It’s time to eat your words.
I was sitting in my office at work eating tuna straight from the can. I was starving and couldn’t get it in my mouth quick enough. As well as my raging hunger pangs, I was also eating very fast for two reasons. One, I was on deadline. And two, I didn’t want someone to walk in and catch me.
Eating straight from a can may be excusable while at college, but in a glitzy, glossy media company, I knew it wouldn’t go unheeded. I was copiously aware that I was pushing boundaries by even daring to bring stinky tuna in. If the security guard had checked my bag at reception, he would probably have confiscated it. My secret tuna habit went on for weeks. Weight was falling off me in handfuls so it was little surprise when the inevitable happened.
As I walked into the office bright and early one morning one colleague asked “Have you lost weight?”
It was a like a domino effect from that day; two, three, seven, twelve people asked. Soon, I’d rallied a very big fat reaction to my super small figure.
Of course, every time I was asked my face lit up, I smiled and I replied something along the lines of, “Why yes, I have. Thanks for noticing”. Because that’s what we’re trained to say when someone asks the million dollar question, isn’t it?
Let’s stop right there. Why do we presume asking, “Have you lost weight?” is an acceptable question? Weight is a very personal issue. Probably for men, but definitely for women.
It’s a sensitive topic and you are opening a can of tuna when you ask it.

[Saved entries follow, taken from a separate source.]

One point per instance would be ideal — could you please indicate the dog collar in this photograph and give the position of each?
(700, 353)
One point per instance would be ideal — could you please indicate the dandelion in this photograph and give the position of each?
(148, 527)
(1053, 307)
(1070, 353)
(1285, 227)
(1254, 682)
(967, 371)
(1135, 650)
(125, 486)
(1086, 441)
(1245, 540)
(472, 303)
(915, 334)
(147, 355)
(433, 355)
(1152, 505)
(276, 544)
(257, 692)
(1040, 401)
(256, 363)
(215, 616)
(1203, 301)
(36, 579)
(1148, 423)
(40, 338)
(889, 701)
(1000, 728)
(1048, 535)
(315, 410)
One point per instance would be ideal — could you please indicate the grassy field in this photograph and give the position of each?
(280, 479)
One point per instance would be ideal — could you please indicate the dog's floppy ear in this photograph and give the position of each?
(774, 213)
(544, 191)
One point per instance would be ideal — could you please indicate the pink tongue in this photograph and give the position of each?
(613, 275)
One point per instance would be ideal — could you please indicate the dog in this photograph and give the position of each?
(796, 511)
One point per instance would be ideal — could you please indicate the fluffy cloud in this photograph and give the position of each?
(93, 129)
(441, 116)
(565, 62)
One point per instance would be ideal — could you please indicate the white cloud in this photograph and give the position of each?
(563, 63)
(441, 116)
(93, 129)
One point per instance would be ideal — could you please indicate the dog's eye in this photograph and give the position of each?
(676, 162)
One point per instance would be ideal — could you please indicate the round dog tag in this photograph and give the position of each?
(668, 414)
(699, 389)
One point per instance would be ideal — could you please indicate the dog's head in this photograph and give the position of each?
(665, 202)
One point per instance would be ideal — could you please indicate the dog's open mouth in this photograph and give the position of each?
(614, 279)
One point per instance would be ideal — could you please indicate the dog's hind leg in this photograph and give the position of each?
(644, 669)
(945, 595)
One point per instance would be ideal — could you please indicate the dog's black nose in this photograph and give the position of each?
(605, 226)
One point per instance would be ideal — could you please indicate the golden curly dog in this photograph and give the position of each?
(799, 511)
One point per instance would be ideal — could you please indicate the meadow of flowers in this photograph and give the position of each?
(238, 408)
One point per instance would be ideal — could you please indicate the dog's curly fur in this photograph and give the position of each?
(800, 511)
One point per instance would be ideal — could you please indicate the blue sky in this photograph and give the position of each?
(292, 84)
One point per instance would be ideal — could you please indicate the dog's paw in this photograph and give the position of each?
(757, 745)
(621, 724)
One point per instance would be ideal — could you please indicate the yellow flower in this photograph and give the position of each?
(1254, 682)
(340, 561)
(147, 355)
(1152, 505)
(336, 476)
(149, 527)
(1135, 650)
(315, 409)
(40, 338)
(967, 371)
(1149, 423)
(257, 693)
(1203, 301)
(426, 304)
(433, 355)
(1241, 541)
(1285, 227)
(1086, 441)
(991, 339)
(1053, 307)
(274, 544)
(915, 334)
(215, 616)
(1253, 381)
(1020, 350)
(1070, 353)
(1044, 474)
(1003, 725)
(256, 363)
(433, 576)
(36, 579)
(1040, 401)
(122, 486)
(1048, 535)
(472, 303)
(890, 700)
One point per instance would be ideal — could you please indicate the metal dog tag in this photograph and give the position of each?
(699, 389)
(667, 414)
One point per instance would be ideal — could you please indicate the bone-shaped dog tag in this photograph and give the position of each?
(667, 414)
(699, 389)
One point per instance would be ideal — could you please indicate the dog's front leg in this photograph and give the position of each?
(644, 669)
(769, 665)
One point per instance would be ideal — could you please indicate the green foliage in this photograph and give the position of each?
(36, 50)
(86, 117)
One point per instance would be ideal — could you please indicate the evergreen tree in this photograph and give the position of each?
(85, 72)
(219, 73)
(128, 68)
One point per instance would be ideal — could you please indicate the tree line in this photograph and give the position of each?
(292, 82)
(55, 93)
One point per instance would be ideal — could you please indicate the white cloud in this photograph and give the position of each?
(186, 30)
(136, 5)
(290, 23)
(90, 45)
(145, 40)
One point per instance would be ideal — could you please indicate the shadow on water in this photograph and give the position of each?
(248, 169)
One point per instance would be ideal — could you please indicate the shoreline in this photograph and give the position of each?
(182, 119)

Unfortunately in my case, what no one added to the question was, “Are you okay?”. If they had, the answer would have been a big fat no. I was stressed, exhausted and desperately unhappy. Probably what they meant was, ‘You look good’. I know that’s what I’ve meant when I’ve been guilty of asking someone the question. In that case, the correct words are, ‘You look good’, which is just as positive, without reinforcing a size-based judgement.
Such judgements are all around us. Our obsession with weight is a weighty issue which weighs us down every day. Unachievably lithe bodies grace magazine covers, TV ads, billboards and bus shelters that light up at night.
Weight references are so woven into the snug-fit fabric of society we presume that if someone has lost weight, they’re happy about it.
Newsflash: thin doesn’t mean happy any more than rich does. How about we stop commenting on other people’s weight entirely? We don’t know the private battles anyone is scrapping with the scales or whether they’ve weighed themselves that morning and felt a wave of self-loathing or distress at the figure glaring back at them. Asking someone if they’ve shed weight is as inappropriate as asking someone who is trying to conceive if they’re pregnant.
Watch any chat show about eating disorders and you’ll hear psychologists talk about anorexia being linked to a desire to control your life and emotions. To a much lesser degree, for many people, trying to control what we eat happens when other areas of our life spiral out of control.
With that in mind, will you think twice before you ask the million dollar question next time?
At the very least, avoiding asking is the best way to avoid the awkward silence if they put it back on when they get happy again.